8 thoughts on “The Indian and the Ice: When to Believe Something”

  1. I would argue that she should be less skeptical of this story than the others. She probably knows of cases where a substance changes from solid to liquid on cooling – cooking fat and some metals used for casting. It shouldn’t be incredible that water could be another such substance, when cooled to a temperature she hasn’t experienced.

    The duckbilled platypus, on the other hand – no-one should believe that without seeing it.

    1. Yeah, no analogy is perfect. I was thinking of the village smith last night, myself (of course, I was also thinking about Mark Twain’s comment that the word “cold” in India is just there to allow you to distinguish weather that’ll melt a brass doorknob from weather that’ll only make it mushy). The important parts are that she’s confronted with a claim that happens to be true, but looks like a lot of false ones, and is presented without evidence.

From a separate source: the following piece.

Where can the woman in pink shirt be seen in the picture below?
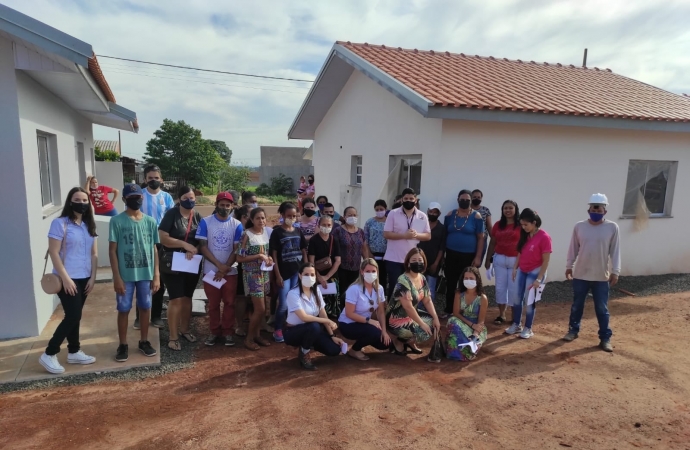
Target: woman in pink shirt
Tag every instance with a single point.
(534, 253)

    2. Hmmm. Seems to me that while she *could* make the analogy to the melting/freezing behaviour of other substances, there’s no compelling reason for her to do so. In a non-scientifically informed worldview, would it even be obvious that different substances should behave analogously? After all, not all solids in her world melt when hot — think of the wood or charcoal she uses in her cooking fire, which instead turn into flame (temporarily) and then ash.

      From my (so far scant) readings in the history of science, it seems like many advances were made only when someone came up with the right way of framing a phenomenon — that A was (in some important but not naked-eye-obvious way) similar to B but different from C, and then exploring why.

      1. Ah, you mean like Isaac Newton, who proposed that if it weren’t for whatever it is that makes every moving object stop after a while, that a moving object would continue moving indefinitely?

        1. That would be one example, yes. I was reading a book recently about 17th century science, and how they grappled with the idea of “motion”, which up until then was not much more than a vague intuition. Eventually it turned out that they needed two concepts (momentum and kinetic energy) to really be able to describe and analyze what was going on with moving and colliding bodies. There were similar conceptual gropings concerning “electric fluid” and “electric atmosphere” (ie. the field surrounding a charged object) And it didn’t help that they didn’t know enough about electricity to design experiments that would yield consistent results — it was very much a bootstrapping operation.

          Think about all the basic physical formulae you were taught in high school and first year — every symbol in those expressions is a triumph of insight, of someone realizing that there is a discrete “thing” here, something that allows one to carve nature at the joints.

          (This no longer has much to do with the original post, does it?)